Posted on: 29 December 2015

Dental occlusion is the manner in which your upper and lower teeth meet when you chew, or your mouth is at rest. Ideally, the upper teeth should be in maximum contact with the lower teeth when you close your mouth. Unfortunately, the fact that you have a proper occlusion now doesn't mean it will be the case forever. Here are some of the things that may interfere with this arrangement:

Missing Teeth

When you extract a tooth and fail to replace it, you encourage the resorption of the jawbone. The sac-like bone that surrounds and supports the teeth, which is known as the alveolar, needs constant stimulation (that it gets from the teeth) to maintain its density. When a tooth is missing, the alveolar doesn't get this stimulation and loses its form and density after some time. When this happens, the jawbone doesn't rebuild itself and loses its form. This leads to distortion of the occlusion, meaning your upper and lower teeth may not make perfect contact. The only way to prevent this is to replace any missing tooth as soon as possible. You may consider turning to cosmetic dentistry for an implant.


Bruxism is chronic teeth grinding and clenching. In moderate to severe cases, it leads to excessive enamel wear, fracturing, and loosening of teeth. Of course, this harmful habit may also lead to failure of dental restorations, such as bridges and crowns. All these things may interfere with the symmetry and sizes of your teeth, which inevitably messes up with your dental occlusion.

Apart from the physical wear of teeth, other symptoms of bruxism include:

  • jaw pain
  • facial soreness
  • tight jaws
  • increased tooth sensitivity

Contact your dentist for a diagnosis. Bruxism can be treated via different techniques that include therapy, medication, and dental correction.

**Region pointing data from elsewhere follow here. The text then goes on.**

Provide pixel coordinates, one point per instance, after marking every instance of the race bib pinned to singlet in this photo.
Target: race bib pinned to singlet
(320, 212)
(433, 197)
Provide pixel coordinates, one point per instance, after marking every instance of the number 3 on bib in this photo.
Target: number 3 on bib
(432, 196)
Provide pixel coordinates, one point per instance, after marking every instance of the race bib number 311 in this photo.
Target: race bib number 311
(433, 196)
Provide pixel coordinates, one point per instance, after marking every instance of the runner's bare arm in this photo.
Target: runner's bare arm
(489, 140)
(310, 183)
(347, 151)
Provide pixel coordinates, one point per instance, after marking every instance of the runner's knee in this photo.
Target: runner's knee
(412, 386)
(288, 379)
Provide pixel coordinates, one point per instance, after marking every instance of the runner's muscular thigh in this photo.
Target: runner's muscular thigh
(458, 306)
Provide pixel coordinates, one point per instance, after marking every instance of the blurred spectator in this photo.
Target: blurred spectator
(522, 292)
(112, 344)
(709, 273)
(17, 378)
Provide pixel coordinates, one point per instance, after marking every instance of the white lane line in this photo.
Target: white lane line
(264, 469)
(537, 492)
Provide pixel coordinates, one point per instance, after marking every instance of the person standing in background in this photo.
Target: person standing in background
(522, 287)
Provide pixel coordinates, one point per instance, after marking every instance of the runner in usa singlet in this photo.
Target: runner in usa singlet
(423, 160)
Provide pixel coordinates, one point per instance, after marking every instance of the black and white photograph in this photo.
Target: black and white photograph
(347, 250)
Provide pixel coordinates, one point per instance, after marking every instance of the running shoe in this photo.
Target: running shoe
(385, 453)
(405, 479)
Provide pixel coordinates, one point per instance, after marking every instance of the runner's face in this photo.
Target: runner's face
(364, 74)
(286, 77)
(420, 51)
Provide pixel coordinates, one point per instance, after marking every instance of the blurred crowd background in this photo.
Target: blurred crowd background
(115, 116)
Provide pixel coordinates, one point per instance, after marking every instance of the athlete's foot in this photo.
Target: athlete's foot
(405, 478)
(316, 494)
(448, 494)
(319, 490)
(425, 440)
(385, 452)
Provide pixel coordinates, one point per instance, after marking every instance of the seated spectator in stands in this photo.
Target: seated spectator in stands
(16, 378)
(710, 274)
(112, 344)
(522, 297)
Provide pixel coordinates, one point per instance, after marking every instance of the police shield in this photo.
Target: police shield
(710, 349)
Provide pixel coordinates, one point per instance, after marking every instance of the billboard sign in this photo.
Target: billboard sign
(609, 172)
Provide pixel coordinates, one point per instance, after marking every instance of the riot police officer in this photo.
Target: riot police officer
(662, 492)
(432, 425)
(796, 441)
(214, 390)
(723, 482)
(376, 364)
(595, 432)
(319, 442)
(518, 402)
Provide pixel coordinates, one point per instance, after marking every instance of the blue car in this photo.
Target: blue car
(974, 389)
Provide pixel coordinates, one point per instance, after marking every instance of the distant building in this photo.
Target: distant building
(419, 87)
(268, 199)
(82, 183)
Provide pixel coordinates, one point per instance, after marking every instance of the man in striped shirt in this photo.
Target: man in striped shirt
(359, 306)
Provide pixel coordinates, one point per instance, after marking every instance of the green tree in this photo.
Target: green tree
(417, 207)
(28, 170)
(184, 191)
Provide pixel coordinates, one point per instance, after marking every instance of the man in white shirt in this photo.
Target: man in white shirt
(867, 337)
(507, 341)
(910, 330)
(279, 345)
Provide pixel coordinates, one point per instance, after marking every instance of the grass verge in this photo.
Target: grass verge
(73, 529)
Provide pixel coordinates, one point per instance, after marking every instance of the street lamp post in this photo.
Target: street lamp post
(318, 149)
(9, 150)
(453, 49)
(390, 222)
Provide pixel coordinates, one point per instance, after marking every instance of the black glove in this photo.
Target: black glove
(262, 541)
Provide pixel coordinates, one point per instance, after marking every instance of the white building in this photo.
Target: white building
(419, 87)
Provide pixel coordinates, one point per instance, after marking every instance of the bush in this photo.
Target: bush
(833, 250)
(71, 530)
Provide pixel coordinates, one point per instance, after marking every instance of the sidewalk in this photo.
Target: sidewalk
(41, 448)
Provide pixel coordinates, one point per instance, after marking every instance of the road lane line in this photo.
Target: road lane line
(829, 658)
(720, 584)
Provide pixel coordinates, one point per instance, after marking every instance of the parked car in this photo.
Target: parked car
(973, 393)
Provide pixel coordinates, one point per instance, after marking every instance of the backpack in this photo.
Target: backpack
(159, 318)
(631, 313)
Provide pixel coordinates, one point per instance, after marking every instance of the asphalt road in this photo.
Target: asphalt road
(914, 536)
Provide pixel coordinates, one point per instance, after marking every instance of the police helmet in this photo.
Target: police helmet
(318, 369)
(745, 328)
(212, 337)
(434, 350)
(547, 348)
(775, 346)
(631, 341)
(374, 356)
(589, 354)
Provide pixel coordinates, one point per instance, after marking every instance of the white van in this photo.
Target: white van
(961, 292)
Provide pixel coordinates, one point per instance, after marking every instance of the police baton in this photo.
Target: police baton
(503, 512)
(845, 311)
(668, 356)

Periodontitis is an advanced form of gingivitis (gum disease). It develops if the bacterial plaque spreads below the gum line and affects the tissues supporting the teeth, including the bone. As more bone tissue gets destroyed, the teeth lose their stability and become loose. The mobility of the teeth leads to occlusal collapse.

The preventive measure is to avoid gum disease by observing a high level of oral hygiene. It also helps to treat gingivitis before it progresses to periodontitis.

What if you have already lost your perfect dental occlusion? In that case, orthodontic treatment becomes useful in stabilizing your teeth and correcting your occlusion. Consult your dentist for further measures on preserving your occlusion or correcting your malocclusion.